Most recently, the state Supreme Court vacated a Commonwealth Court decision that the dating requirement violates the state Constitution’s guarantee of the right to vote. The high court declined a request to resurrect the case, saying deciding the issue so soon before an election risked confusing voters. As a result, for this election voters must follow the requirement to write the date on the return envelope of their mail-in ballots.

GOP asks SCOTUS to halt Pa. Supreme Court ruling in Butler County provisional ballots case

Cases on tangential questions about mail-in ballots are still alive, however, days before election officials are to begin counting. In one case now on emergency appeal to the U.S. Supreme Court, the state Supreme Court said county officials must allow voters who make mistakes on mail-in ballots to cast provisional ballots and have them counted. In another, the state Supreme Court agreed to hear a GOP appeal on whether election officials must tell voters if their mail-in ballots are fatally flawed.

And on Wednesday, a Commonwealth Court panel ruled, yet again, that the Philadelphia Board of Elections violated voters rights by disqualifying undated mail-in ballots in a September state House special election. The GOP on Thursday asked the state Supreme Court to stay or modify the lower court’s decision to ensure that it does not influence the Nov. 5 election.

Vic Walzak, legal director of the American Civil Liberties Union of Pennsylvania, said Commonwealth Court decisions generally apply across the state.

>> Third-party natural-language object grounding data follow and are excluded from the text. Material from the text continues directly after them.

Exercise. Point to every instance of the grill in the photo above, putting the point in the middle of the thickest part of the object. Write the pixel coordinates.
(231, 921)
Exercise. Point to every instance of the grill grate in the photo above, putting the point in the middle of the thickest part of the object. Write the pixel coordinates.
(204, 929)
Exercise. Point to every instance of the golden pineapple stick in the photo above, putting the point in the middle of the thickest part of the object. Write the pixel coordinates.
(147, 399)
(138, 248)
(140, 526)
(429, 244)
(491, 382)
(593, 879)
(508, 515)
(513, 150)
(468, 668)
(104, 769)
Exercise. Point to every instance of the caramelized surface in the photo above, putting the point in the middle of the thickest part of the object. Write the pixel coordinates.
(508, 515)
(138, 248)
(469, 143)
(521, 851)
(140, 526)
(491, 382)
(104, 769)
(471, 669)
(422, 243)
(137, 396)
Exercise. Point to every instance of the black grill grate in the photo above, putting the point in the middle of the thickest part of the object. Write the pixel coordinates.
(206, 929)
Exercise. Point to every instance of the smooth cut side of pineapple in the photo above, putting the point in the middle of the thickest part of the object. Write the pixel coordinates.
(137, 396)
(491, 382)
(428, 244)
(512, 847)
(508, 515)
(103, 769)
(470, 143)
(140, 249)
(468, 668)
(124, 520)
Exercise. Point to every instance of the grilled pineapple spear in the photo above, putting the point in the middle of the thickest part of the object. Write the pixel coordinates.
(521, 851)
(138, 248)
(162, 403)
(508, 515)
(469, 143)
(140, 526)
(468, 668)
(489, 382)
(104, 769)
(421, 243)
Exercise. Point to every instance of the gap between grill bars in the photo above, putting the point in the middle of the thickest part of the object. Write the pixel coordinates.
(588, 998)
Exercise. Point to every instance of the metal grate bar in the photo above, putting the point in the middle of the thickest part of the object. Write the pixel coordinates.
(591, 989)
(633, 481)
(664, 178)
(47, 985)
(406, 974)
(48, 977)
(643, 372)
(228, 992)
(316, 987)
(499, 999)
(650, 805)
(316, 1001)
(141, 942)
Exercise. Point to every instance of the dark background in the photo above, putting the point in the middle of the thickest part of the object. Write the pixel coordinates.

Speaking last week, before the Commonwealth Court’s most recent decision, Walczak said he struggled to understand the reluctance of courts and litigants to decide the issue.

Resolving the issue before the election avoids the skepticism and distrust inherent when a court’s decision determines the outcome of a close election, he said.

“It’s just not as good a look for the courts to be making decisions when everybody can sort of look and say, we kind of know what’s going to happen if these ballots are counted,” Walczak said.